After breaking the box offices in Ireland and doing kind of ok over here - 'The Guard' finally found its way into my home entertainment system a few weeks back. I had intended to go and see it at the cinema last year, but the usual combination of idiotic multiplex operators and having no spare time at the weekend foiled me.

'The Guard' is one of the most Irish films I have ever seen. Starring Bendon Gleeson as country bumpkin Gallway police officer Gerry Boyle, it plays with the stereotypes of that nation and has a lot of fun in the process. Boyle is an officer who seems to have made a career out of appearing to be an idiot while in fact being incredibly street smart. When the world-wise Wendell Everet (Don Cheadle) arrives in town as part of an FBI drugs bust, he is suddenly out of his depth in this foreign land where a veil of apparent simplicity covers a deeply complex culture. After all, this is a place where people can pretend they don't speak English to stone-wall an outsider, you can still get guns off the IRA and where a 10 year old boy knows about the Birmingham 6.

Everet and Boyle are compelled to join forces on a darkly comic investigation into the Irish drugs underworld. Boyle appears like a simpleton throughout the film, when he first meets Everet he asks him all manner of horribly naively racist questions. Of course he is merely teasing the American: "I'm Irish; sure racism's part of my culture" he says mockingly. Eventually Everet comes realise that Boyle is a man who understands much more than his outward manner would reveal - knowing when to act and when to take a day off.
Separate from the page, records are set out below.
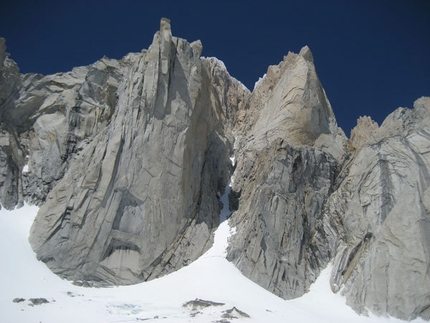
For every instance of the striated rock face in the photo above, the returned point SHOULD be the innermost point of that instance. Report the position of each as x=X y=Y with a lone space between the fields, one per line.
x=127 y=159
x=380 y=214
x=363 y=131
x=286 y=166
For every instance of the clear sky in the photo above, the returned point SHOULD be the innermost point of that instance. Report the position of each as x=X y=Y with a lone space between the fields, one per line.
x=372 y=56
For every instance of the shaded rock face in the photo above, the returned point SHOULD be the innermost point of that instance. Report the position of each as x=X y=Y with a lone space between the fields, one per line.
x=280 y=212
x=287 y=159
x=127 y=157
x=381 y=218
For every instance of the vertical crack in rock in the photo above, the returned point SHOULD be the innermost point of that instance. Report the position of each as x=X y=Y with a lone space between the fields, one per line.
x=126 y=158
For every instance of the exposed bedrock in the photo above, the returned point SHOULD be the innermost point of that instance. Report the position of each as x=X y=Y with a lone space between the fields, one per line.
x=140 y=199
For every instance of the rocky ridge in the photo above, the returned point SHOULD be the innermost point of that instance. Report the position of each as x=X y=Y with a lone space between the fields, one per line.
x=127 y=159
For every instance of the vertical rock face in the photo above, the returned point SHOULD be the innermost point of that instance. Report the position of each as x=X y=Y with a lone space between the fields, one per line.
x=286 y=166
x=11 y=157
x=363 y=131
x=139 y=199
x=383 y=243
x=127 y=157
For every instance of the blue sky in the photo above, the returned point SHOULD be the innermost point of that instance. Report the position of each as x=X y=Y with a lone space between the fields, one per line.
x=372 y=56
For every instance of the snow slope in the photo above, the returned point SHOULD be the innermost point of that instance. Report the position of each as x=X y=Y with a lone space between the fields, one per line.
x=210 y=278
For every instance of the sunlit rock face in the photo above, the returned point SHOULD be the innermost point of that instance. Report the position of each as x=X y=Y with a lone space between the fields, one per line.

The central theme of the film revolves around whether Boyle is in fact a bullshitter or disarmingly clever police officer, and by the end it's left open for you the audience to decide.

When 'The Guard' finished I uttered a single word - "Perfect". With a couple of weeks of reflection I think that's over-stating the matter, but 'The Guard' remains a wonderfully simple, funny and affecting film.